Глядя под ноги, дядя Матвей сказал:

– Рак этот проклятый, не про нас будь сказано… Долго мучилась?

– Долго.

Дядя Матвей сопел, вколачивая каблуки в проселок.

– Хоть бы кто сообщил, родственнички долбанные…

– Знать бы, куда сообщать, – сказал Любимов. – Она ведь ваши письма прятала, я их только после похорон нашёл – Советская, семнадцать. И сообщил, если помните.

– После похорон… Голова твоя образованная, мне телеграммы без улицы и без номера, по одной фамилии доходят.

– Это я не догадался, – сказал Любимов.

– А теперь к себе зовёшь. Нет, опоздал я к Сонечке.

И некоторое время они шагали молча.

– Что такое ошелёванный дом? – спросил Любимов.

– Шалёвкою обшитый. Доска такая фигурная.

15

Лес впереди незаметно темнел, поднимался, и вдруг вымахнул вполнеба и сомкнулся над головами, и дорогу всю вспучило, перехлестнуло барабанно-гулкими корнями.

Несколько раз дядя Матвей останавливался, озирался и, наконец, свернул на одну из отходящих троп и пошёл по ней, решительно размахивая толстыми руками. Хлысты лещины с сабельным свистом резали воздух за ним, так что Любимову пришлось поотстать.

Тропа постоянно что-нибудь огибала – то мощно выперший на пригорке дуб, то заболоченную лощинку, изрытую кабаньими следами, – и с тем же постоянством терялся из виду дядя Матвей. Только на полянах Любимов видел впереди габардиновую спину, складчатый затылок над воротом и серую новую кепку с матерчатой пуговкой наверху.

Лес мельчал. Всё чаще попадались чёрные осины, кустарник под ними расползался всё шире, и уже не сосновая хвоя шипела на ветру, а одни только эти тощие осины стучали сучьями.

Впереди, в стволах, забрезжило пасмурным полусветом.

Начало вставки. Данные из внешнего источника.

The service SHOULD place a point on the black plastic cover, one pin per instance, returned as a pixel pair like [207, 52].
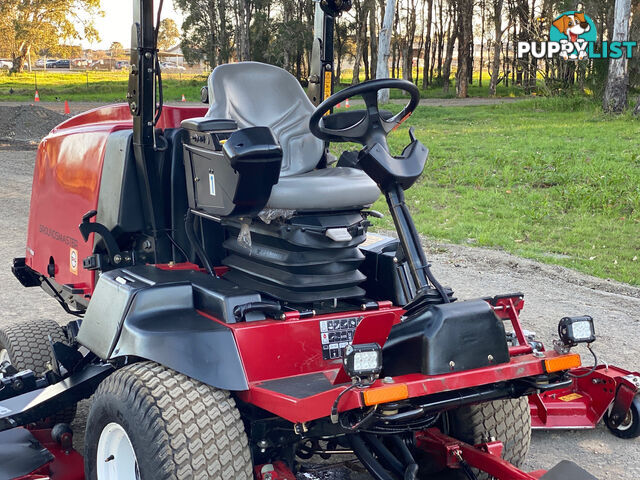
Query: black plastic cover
[205, 124]
[236, 181]
[386, 170]
[446, 338]
[154, 314]
[567, 470]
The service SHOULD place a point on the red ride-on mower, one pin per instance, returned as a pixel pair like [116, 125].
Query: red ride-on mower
[233, 318]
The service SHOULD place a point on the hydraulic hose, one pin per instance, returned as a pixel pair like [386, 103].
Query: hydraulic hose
[367, 459]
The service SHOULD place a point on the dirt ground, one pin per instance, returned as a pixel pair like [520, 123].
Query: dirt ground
[551, 293]
[27, 123]
[78, 107]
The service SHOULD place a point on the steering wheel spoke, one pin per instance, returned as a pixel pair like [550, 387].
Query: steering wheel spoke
[372, 127]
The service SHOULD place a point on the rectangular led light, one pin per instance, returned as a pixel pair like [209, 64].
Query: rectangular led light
[362, 361]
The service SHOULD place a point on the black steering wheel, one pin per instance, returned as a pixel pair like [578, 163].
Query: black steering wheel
[366, 127]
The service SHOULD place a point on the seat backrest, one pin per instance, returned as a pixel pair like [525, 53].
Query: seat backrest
[256, 94]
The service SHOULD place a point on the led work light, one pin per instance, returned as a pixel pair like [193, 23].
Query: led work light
[363, 361]
[575, 330]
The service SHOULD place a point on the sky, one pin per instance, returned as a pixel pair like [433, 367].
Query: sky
[115, 26]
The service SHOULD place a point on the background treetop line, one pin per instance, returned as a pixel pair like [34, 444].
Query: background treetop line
[431, 39]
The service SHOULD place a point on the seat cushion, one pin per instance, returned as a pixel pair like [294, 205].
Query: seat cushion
[260, 95]
[337, 188]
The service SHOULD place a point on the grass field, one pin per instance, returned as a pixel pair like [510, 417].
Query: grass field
[91, 86]
[112, 86]
[551, 179]
[548, 179]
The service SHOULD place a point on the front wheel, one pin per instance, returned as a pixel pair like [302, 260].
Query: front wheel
[508, 421]
[149, 422]
[630, 426]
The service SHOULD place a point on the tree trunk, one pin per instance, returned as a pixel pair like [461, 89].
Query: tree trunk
[497, 47]
[384, 44]
[373, 42]
[465, 41]
[483, 10]
[615, 95]
[446, 68]
[427, 46]
[361, 33]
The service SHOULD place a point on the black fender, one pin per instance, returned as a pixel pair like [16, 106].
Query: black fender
[153, 314]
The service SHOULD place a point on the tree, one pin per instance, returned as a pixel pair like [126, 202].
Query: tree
[116, 49]
[465, 45]
[168, 34]
[202, 33]
[29, 25]
[384, 46]
[615, 95]
[497, 46]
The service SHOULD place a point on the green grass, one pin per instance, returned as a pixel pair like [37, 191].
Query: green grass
[91, 86]
[548, 179]
[112, 86]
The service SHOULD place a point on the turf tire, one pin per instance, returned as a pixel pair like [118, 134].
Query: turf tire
[27, 343]
[179, 428]
[630, 428]
[508, 421]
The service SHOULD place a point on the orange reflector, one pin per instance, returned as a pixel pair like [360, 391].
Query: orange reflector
[563, 362]
[391, 393]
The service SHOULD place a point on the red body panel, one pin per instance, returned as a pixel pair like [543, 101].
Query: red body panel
[583, 404]
[66, 464]
[66, 184]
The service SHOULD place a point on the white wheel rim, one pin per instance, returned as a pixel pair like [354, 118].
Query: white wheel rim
[116, 459]
[4, 357]
[627, 422]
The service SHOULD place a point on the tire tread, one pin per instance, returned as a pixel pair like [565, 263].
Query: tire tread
[196, 431]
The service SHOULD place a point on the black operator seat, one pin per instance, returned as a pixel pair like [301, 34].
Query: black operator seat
[256, 94]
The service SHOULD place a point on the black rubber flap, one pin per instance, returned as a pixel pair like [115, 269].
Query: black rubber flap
[567, 470]
[21, 454]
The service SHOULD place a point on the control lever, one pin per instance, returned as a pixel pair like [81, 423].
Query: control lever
[114, 255]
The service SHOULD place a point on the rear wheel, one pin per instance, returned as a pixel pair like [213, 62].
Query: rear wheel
[26, 346]
[508, 421]
[630, 426]
[149, 422]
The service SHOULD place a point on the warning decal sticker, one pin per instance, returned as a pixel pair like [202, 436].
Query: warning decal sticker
[73, 261]
[212, 184]
[337, 334]
[571, 397]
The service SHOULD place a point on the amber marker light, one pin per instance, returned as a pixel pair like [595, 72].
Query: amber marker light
[562, 362]
[386, 394]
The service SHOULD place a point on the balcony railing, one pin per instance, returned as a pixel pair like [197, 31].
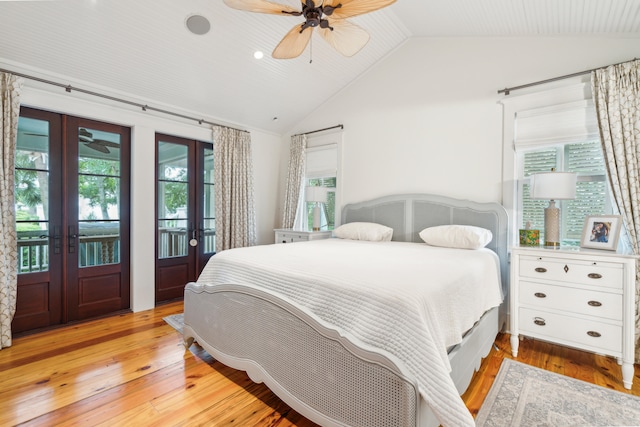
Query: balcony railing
[101, 246]
[96, 247]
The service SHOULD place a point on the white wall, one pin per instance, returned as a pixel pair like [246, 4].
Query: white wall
[427, 118]
[266, 155]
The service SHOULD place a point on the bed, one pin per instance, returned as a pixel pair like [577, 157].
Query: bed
[317, 334]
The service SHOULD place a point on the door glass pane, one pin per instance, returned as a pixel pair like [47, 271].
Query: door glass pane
[173, 200]
[98, 197]
[209, 207]
[32, 195]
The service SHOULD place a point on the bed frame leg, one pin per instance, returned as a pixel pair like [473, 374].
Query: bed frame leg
[188, 342]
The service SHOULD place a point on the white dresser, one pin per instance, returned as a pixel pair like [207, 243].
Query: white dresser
[287, 235]
[575, 297]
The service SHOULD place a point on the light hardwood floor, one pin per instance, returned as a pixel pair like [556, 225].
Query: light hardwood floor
[133, 370]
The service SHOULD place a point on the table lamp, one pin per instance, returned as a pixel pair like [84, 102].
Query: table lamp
[553, 186]
[316, 195]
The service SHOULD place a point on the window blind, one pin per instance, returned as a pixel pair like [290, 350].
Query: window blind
[322, 161]
[558, 124]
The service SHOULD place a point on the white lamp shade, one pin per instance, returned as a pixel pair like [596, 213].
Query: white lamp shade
[553, 185]
[316, 194]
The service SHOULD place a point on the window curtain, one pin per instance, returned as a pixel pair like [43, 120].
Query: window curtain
[295, 180]
[233, 177]
[616, 93]
[10, 87]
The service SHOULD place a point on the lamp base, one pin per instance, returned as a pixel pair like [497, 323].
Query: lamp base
[552, 225]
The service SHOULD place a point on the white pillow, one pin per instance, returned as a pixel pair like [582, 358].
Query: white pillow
[364, 231]
[457, 236]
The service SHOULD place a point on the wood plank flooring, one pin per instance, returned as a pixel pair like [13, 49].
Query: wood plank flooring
[132, 370]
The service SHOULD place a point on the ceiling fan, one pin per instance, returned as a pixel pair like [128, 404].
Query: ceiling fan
[329, 16]
[101, 145]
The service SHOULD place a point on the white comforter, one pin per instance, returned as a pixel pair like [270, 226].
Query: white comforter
[409, 299]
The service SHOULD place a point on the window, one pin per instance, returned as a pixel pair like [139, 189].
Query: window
[564, 137]
[592, 198]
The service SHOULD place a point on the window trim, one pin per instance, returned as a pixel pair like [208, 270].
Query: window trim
[568, 90]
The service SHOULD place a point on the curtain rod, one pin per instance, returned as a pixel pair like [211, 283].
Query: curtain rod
[320, 130]
[509, 89]
[143, 107]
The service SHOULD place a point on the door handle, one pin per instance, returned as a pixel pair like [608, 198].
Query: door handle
[72, 236]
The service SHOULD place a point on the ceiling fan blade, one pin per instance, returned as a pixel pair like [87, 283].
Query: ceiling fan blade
[293, 44]
[352, 8]
[346, 38]
[261, 6]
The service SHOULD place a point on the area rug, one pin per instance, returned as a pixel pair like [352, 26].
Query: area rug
[176, 321]
[522, 395]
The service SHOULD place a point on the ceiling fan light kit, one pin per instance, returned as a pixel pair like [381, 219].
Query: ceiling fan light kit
[329, 16]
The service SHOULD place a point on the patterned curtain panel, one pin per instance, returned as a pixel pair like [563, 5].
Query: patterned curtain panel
[616, 93]
[233, 177]
[10, 87]
[295, 179]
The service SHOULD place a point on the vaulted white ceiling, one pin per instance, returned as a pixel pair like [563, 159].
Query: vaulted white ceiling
[141, 50]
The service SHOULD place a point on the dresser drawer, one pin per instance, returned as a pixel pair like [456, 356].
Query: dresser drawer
[576, 332]
[593, 303]
[578, 272]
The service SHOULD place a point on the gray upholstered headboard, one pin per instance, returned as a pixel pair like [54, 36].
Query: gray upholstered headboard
[408, 214]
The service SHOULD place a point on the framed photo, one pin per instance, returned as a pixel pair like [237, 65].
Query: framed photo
[601, 232]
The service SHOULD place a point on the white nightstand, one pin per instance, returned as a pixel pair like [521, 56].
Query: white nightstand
[287, 235]
[579, 298]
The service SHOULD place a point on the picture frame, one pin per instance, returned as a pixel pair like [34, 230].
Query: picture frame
[601, 232]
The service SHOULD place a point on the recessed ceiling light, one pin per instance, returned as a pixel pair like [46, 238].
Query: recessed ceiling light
[197, 24]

– Терпи, – ободрил, отдуваясь, дядя Матвей, – недалеко осталось.

Опушка леса охватывала подковой дикую кочковатую пустошь. Бурые папахи прошлогодней травы на кочках, бурые лужицы меж ними, пучки берёзок и осин, жмущиеся на возвышенностях, и запах тлена, и булькающая тишина. Болото.

Дядя Матвей показал на бугор вдалеке, поросший осинником.

– Туда меня из самого бу́чила однажды першый друг выволок, дурака. Уже я наелся грязи полный рот, уже с белым светом попрощался…

– Вы с ним что, именами не пользовались?

– С кем это?

– С першым другом с вашим.

– Да пользовались, конечно. Это когда подорвался он, я и привык – друг и друг. Сашек по деревне как гусей, иди всякий раз объясняй, который нужный Сашка по кличке или фамилии.

Он осмотрелся, определяясь на унылой местности, поглядел для чего-то на небо, которое над болотом стало сереньким, клочковатым, чреватым дождем, и махнул рукою вдоль опушки, направо.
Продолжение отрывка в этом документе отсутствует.